PHP is not threadable. All that you are able to do is fork(). This makes it nigh impossible to do more than one thing at the same time, such as real timers. This is where this whole event system comes into play. Pointything’s run() function is where all the action happens. stream_select() is called in there, which makes him able to be on more than one server, and also to run some telnet sessions. After the streams are dealt with and the IRC data processed, eventPump::tick() is called. This in turn calls eventPump::raise(eventPump::instance(),'tick'). In the timer’s __construct() method, it connects its tick() slot to this event. The tick() slot keeps track of time elapsed, and then raises its own ‘tick’ event to the listeners.

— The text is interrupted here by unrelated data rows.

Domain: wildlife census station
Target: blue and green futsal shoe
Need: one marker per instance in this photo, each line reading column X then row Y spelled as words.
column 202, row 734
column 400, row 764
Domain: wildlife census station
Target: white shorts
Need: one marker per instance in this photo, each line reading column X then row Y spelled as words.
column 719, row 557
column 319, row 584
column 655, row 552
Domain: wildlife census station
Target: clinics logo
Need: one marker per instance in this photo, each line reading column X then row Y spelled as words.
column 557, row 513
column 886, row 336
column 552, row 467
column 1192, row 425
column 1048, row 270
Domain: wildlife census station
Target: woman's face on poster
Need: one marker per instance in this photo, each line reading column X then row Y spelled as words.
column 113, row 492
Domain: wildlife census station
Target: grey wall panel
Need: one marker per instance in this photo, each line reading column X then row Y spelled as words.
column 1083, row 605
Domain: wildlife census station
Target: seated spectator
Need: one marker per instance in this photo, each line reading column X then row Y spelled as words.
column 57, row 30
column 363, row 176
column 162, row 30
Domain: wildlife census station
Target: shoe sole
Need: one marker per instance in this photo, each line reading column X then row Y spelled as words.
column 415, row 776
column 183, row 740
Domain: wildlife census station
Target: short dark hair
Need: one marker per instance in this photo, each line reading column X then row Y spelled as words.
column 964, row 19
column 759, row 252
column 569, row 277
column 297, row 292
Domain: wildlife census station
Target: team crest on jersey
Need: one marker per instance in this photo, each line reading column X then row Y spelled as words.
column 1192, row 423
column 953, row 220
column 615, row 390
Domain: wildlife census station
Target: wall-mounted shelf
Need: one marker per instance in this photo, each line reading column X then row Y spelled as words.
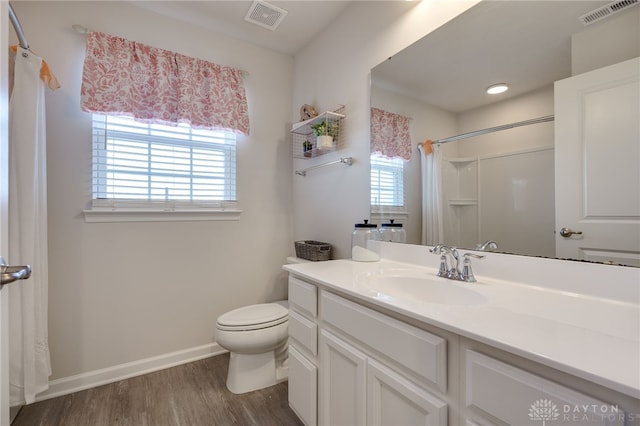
column 346, row 160
column 463, row 202
column 304, row 144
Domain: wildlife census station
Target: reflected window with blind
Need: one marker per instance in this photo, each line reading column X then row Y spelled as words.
column 158, row 163
column 387, row 181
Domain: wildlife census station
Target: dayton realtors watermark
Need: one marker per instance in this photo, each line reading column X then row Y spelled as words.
column 545, row 410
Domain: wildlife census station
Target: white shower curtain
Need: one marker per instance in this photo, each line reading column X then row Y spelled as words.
column 29, row 360
column 432, row 221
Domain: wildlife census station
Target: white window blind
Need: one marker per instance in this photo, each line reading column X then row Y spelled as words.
column 142, row 165
column 387, row 181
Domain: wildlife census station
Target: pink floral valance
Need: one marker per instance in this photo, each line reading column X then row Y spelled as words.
column 123, row 77
column 390, row 134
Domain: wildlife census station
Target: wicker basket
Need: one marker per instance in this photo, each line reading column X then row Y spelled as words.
column 313, row 250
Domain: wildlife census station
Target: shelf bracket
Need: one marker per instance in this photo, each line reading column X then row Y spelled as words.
column 345, row 160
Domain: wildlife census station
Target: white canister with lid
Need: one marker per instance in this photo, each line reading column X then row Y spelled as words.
column 392, row 232
column 362, row 233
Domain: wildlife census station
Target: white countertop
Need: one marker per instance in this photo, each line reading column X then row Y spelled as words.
column 595, row 338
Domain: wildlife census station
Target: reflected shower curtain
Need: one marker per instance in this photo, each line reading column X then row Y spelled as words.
column 432, row 225
column 29, row 360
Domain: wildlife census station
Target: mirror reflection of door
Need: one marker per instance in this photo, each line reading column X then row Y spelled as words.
column 488, row 179
column 597, row 164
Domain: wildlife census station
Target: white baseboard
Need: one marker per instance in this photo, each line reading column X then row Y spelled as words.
column 67, row 385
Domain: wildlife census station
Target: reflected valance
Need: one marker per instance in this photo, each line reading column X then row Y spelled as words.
column 390, row 135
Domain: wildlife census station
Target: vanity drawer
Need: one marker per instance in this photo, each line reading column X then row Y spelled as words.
column 515, row 396
column 304, row 332
column 303, row 296
column 424, row 354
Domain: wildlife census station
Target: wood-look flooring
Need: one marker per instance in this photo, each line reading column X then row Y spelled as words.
column 192, row 394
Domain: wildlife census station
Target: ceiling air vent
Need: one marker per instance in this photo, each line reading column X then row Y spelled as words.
column 266, row 15
column 606, row 11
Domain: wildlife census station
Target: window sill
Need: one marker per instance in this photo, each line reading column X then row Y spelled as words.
column 103, row 215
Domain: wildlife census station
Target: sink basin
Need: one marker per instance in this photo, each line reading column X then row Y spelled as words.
column 418, row 286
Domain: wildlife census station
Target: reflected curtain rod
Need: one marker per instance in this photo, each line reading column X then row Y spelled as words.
column 22, row 40
column 495, row 129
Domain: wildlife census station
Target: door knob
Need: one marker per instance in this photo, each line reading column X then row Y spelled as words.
column 9, row 274
column 567, row 232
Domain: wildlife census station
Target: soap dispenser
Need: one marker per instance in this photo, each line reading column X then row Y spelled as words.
column 363, row 233
column 392, row 232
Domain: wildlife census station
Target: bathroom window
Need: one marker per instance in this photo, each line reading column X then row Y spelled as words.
column 387, row 181
column 162, row 168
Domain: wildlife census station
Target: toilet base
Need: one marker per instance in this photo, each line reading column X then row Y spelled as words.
column 249, row 372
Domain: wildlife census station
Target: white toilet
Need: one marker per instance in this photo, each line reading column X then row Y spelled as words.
column 257, row 337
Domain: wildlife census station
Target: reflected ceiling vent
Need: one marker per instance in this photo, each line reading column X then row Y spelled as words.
column 606, row 11
column 266, row 15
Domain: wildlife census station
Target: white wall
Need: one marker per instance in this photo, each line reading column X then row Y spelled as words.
column 120, row 292
column 335, row 69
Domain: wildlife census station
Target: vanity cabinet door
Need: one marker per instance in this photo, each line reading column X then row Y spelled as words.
column 342, row 382
column 500, row 393
column 303, row 387
column 394, row 401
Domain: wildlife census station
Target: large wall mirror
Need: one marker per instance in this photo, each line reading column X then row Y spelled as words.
column 511, row 184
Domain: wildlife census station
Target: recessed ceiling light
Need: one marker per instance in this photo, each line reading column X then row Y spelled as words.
column 497, row 88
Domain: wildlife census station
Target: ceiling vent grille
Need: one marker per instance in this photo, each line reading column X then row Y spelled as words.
column 265, row 15
column 606, row 11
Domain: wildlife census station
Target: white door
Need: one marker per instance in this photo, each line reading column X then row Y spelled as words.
column 597, row 164
column 4, row 201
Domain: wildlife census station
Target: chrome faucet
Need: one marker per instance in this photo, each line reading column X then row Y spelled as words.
column 451, row 269
column 448, row 269
column 489, row 244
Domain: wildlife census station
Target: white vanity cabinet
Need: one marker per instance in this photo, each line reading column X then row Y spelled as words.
column 375, row 370
column 303, row 350
column 497, row 392
column 356, row 363
column 367, row 368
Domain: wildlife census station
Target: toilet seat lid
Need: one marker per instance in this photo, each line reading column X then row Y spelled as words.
column 254, row 316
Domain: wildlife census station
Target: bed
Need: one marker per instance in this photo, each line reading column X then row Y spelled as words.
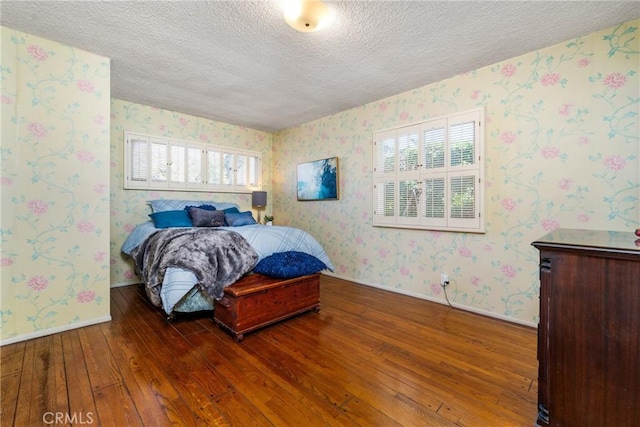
column 191, row 250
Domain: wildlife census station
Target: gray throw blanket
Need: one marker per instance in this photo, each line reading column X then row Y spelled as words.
column 218, row 258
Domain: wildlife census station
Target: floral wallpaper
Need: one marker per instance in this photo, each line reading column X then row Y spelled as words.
column 561, row 149
column 129, row 207
column 54, row 186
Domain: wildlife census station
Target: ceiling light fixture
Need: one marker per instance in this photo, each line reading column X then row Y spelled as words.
column 306, row 15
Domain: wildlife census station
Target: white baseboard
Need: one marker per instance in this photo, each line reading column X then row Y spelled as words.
column 439, row 301
column 52, row 331
column 128, row 283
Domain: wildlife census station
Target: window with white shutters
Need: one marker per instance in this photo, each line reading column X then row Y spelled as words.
column 169, row 164
column 430, row 175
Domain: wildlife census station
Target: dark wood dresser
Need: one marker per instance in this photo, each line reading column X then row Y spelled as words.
column 589, row 331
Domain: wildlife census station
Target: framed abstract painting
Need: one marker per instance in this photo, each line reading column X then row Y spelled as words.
column 318, row 180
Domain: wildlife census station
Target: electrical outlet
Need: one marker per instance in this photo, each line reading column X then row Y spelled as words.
column 444, row 280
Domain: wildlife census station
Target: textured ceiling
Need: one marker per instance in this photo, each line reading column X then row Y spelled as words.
column 239, row 62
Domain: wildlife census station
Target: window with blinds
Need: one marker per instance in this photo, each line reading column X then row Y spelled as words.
column 163, row 163
column 429, row 175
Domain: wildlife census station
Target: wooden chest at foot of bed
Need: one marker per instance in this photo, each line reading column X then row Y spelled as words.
column 256, row 301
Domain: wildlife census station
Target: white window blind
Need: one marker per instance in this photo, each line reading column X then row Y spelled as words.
column 429, row 175
column 169, row 164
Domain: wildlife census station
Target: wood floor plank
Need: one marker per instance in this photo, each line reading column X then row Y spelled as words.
column 369, row 357
column 81, row 400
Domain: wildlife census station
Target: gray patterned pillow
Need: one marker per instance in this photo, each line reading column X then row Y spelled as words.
column 206, row 218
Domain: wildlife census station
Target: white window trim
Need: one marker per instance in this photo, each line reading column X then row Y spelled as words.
column 234, row 183
column 401, row 172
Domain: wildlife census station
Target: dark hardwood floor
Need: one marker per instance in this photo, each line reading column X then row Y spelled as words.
column 368, row 358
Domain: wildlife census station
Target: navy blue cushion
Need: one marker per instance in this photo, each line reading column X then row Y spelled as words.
column 169, row 219
column 231, row 210
column 286, row 265
column 205, row 207
column 206, row 218
column 239, row 219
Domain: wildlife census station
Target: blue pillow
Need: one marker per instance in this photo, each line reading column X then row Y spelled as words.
column 205, row 207
column 286, row 265
column 231, row 210
column 239, row 219
column 168, row 219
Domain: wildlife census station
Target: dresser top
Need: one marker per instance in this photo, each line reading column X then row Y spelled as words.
column 613, row 241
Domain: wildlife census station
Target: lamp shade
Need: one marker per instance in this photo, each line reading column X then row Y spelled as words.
column 259, row 199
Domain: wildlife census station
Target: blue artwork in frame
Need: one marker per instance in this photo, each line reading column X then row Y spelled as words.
column 318, row 180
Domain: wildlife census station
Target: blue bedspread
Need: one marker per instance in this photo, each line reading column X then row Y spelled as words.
column 265, row 241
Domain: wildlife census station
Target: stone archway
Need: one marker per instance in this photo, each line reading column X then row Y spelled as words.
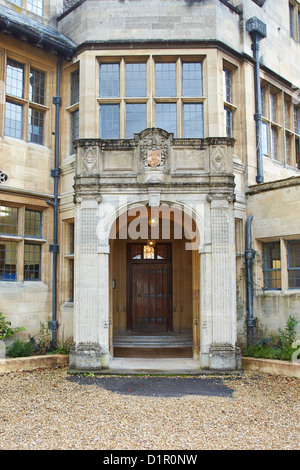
column 154, row 279
column 151, row 169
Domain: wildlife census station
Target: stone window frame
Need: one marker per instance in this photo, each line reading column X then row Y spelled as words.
column 151, row 100
column 73, row 107
column 292, row 132
column 69, row 248
column 22, row 240
column 229, row 106
column 284, row 266
column 26, row 103
column 33, row 6
column 292, row 269
column 294, row 20
column 272, row 109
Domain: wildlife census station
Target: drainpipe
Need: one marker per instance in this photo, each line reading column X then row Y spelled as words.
column 54, row 247
column 249, row 255
column 258, row 31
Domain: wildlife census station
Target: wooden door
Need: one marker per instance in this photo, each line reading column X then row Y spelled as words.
column 149, row 289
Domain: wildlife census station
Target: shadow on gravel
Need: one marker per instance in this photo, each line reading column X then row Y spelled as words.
column 158, row 386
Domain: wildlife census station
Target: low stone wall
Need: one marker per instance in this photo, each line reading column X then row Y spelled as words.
column 33, row 362
column 270, row 366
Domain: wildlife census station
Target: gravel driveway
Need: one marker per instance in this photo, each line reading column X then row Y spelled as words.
column 49, row 409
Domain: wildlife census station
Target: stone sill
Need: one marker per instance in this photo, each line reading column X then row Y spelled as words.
column 270, row 366
column 33, row 362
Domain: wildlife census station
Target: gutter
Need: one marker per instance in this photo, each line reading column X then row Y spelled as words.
column 36, row 37
column 258, row 31
column 249, row 255
column 54, row 247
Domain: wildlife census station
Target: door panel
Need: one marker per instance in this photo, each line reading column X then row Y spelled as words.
column 149, row 295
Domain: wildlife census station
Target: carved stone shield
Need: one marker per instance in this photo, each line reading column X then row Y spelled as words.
column 154, row 158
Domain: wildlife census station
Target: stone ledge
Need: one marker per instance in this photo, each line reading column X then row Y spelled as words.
column 33, row 362
column 270, row 366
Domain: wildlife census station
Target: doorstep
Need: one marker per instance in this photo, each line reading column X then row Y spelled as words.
column 33, row 362
column 270, row 366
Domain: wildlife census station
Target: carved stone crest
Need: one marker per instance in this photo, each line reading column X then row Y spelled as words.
column 154, row 147
column 90, row 162
column 218, row 159
column 154, row 158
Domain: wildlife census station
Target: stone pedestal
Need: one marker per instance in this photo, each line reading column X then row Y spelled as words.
column 223, row 353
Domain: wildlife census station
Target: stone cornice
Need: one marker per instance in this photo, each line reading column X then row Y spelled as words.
column 273, row 185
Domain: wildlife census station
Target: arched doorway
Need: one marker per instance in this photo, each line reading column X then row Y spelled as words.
column 155, row 285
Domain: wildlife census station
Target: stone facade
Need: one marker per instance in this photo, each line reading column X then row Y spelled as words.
column 216, row 179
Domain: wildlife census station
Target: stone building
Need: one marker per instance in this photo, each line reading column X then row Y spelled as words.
column 149, row 174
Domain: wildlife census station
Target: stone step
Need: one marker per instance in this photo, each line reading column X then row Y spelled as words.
column 140, row 341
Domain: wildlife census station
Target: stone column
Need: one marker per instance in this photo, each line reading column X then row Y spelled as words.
column 91, row 292
column 91, row 309
column 223, row 353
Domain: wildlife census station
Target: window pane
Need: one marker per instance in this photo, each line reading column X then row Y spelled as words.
column 71, row 238
column 166, row 117
column 36, row 126
column 287, row 115
column 274, row 136
column 161, row 252
column 272, row 265
column 273, row 103
column 8, row 220
column 110, row 121
column 75, row 87
column 36, row 6
column 288, row 149
column 265, row 138
column 149, row 252
column 294, row 264
column 136, row 252
column 263, row 101
column 32, row 262
column 291, row 11
column 37, row 86
column 193, row 120
column 228, row 122
column 192, row 79
column 166, row 79
column 294, row 254
column 136, row 119
column 74, row 128
column 136, row 82
column 8, row 260
column 33, row 223
column 109, row 80
column 71, row 280
column 13, row 120
column 297, row 143
column 227, row 85
column 15, row 78
column 296, row 120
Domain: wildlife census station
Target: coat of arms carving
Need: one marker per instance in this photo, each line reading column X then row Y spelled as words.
column 154, row 147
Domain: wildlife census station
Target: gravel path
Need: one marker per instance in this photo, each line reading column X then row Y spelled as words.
column 48, row 409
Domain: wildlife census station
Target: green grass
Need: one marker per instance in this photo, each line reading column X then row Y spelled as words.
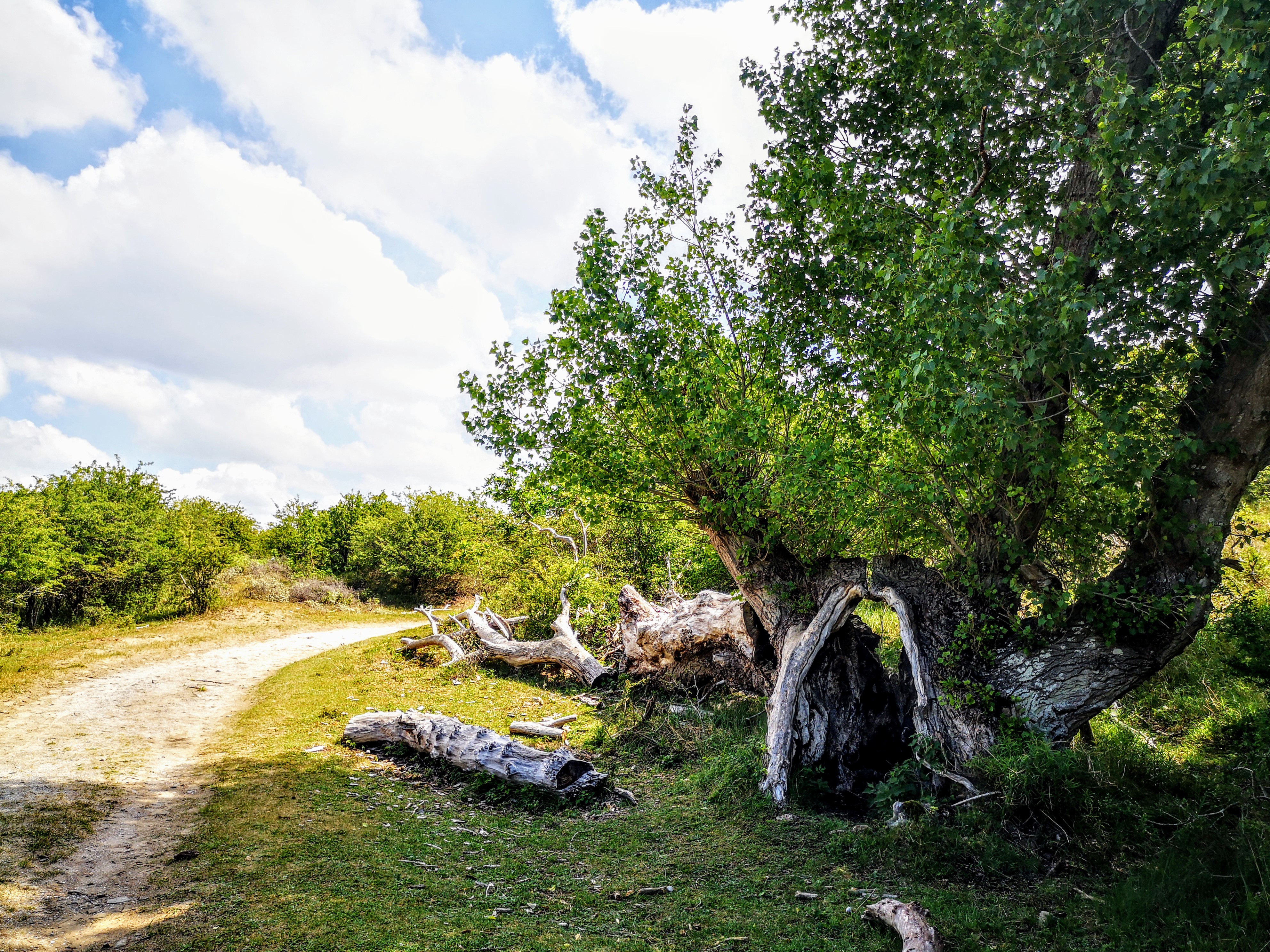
column 290, row 861
column 1155, row 837
column 30, row 659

It means that I now have the ability to break free of the functional programming paradigm. Instead of calling a function to check if something has changed and then act upon it, PHP acts upon it the instant a change is known. The stack pointer is now jumping all over the code, working on things as they happen instead of forcing them to wait until a request is made to check if anything needs done. Theoretically, I don’t need pointything’s method. I could just keep an infinite recursion of events and timers perpetuating him.
By far, this is not the cleanest system possible. This could be considered a “I wrote it because I could” project. I could be using the Standard PHP Library’s classes to do this in a much faster and efficient way. However, it works nicely the way it is.